Los dos criterios defendidos por el Director del Departamento de Inspección Financiera y Tributaria en el recurso interpuesto han sido finalmente estimados por el Tribunal Económico-Administrativo Central mediante Resolución de 1/06/2010 (RG 590/2010):

 

- En relación a la existencia o no de enriquecimiento injusto en el supuesto controvertido (liquidación de retenciones mal practicadas a no declarantes), el Tribunal afirma:

 

“este Tribunal entiende que, en las regularizaciones de retenciones practicadas por la Administración Tributaria en sede de los pagadores, con relación a las retribuciones percibidas por sujetos pasivos que no liquidaron por aquel periodo su obligación personal presentando la correspondiente declaración-liquidación del IRPF o del Impuesto sobre Sociedades, de acuerdo con la jurisprudencia sentada por el Tribunal supremo (entre otras, sentencias de fechas 27/02/2007, 05/03/2008, 16/07/2008, 22/10/2008, 21/05/2009 y 7/12/2009), no concurre el doble pago del impuesto determinante del enriquecimiento injusto de la Administración, al no haberse extinguido aquella obligación tributaria principal.

 

Tales conclusiones no resultan alteradas, cualquiera que sea el hecho determinante de la no presentación de la correspondiente declaración-liquidación por el perceptor. Ya sea por encontrarse el obligado tributario en alguno de los supuestos tasados por la normativa del impuesto, para los que se excepciona la obligación general de presentar aquella declaración, y haber hecho uso del mismo; ya sea porque aquél omite presentar la correspondiente declaración-liquidación, incumpliendo sus deberes tributarios”.

 

Debe mencionarse que la Resolución que se comenta no es la primera en la que el TEAC niega la existencia de enriquecimiento injusto y confirma una liquidación de retenciones practicada por la AEAT. En este sentido, el Tribunal ha declarado conforme a Derecho la liquidación de retenciones insuficientemente practicadas en los siguientes supuestos en los que el pagador de las rentas alteraba su calificación para eludir la práctica de la retención, provocando que dichas rentas no fueran finalmente declaradas por el perceptor:

a) Pago de rendimientos de capital mobiliario por una cooperativa a sus socios bajo la apariencia de un rappel sobre ventas (fundamentos de derecho 6º y 7º de la Resolución de 3/04/2008, RG 3654/2006).

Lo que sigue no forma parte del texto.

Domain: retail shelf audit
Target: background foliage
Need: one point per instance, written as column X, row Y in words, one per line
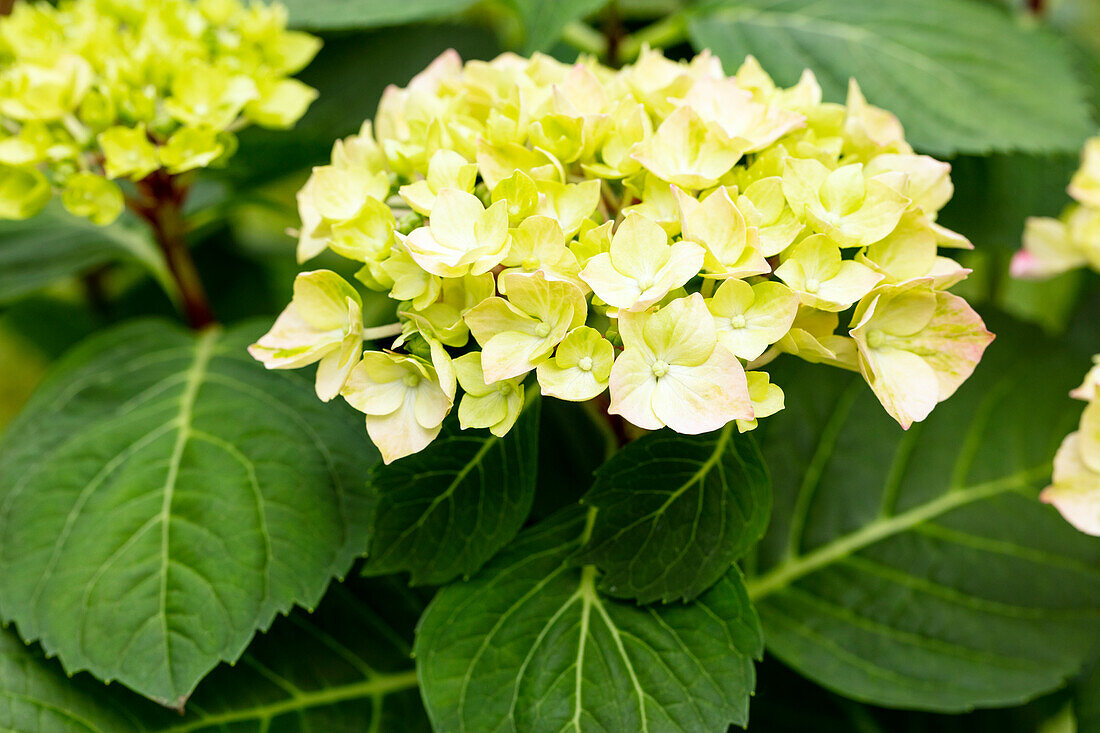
column 902, row 570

b) Pago de dietas calificadas erróneamente como exentas del IRPF (Resoluciones de 7/04/2010, RG 7092/2008, y de 16/04/2009, RG 2941/2007).

 

- En relación con la prueba que debe aportar la Administración Tributaria sobre la inexistencia del enriquecimiento:

 

“En estos supuestos (es decir, liquidación de retenciones mal practicadas a no declarantes), las exigencias acerca de la carga de la prueba que se infiere de la jurisprudencia del Tribunal Supremo, se verían cumplidas incorporando al expediente instruido la correspondiente diligencia o certificación del órgano de la Administración Tributaria que tenga atribuida la competencia para instruir y/o dictar la resolución que ponga fin a aquel procedimiento de comprobación o inspección, en la que se haga constar que, para los sujetos pasivos que se identifican, no consta en la base de datos de la Administración Tributaria que recoge el universo de obligados tributarios (el TEAC se está refiriendo al Censo de obligados tributarios regulado en el artículo 3.1 del Real Decreto 1065/2007), que aquéllos hayan presentado declaración-liquidación para el periodo y concepto concreto; documento éste que se verá acompañado del resultado impreso de las diferentes consultas efectuadas en aquella base de datos informática, que así lo atestigüe”. Es decir, para que la AEAT pueda liquidar las retenciones mal practicadas por el retenedor en relación con perceptores no declarantes, el TEAC exige incorporar al expediente administrativo las siguientes pruebas:

 

1º Relación sacada de la Base de Datos de la AEAT de los perceptores que en la misma constan como no declarantes.

2º Diligencia de constancia de hechos o certificación en la que el instructor del procedimiento, o en su defecto, el órgano competente para liquidar, manifieste que los sujetos pasivos identificados en la relación anterior constan en la Base de Datos de la AEAT como que no declarantes en el periodo impositivo al que deban imputarse la retenciones que se pretenden liquidar.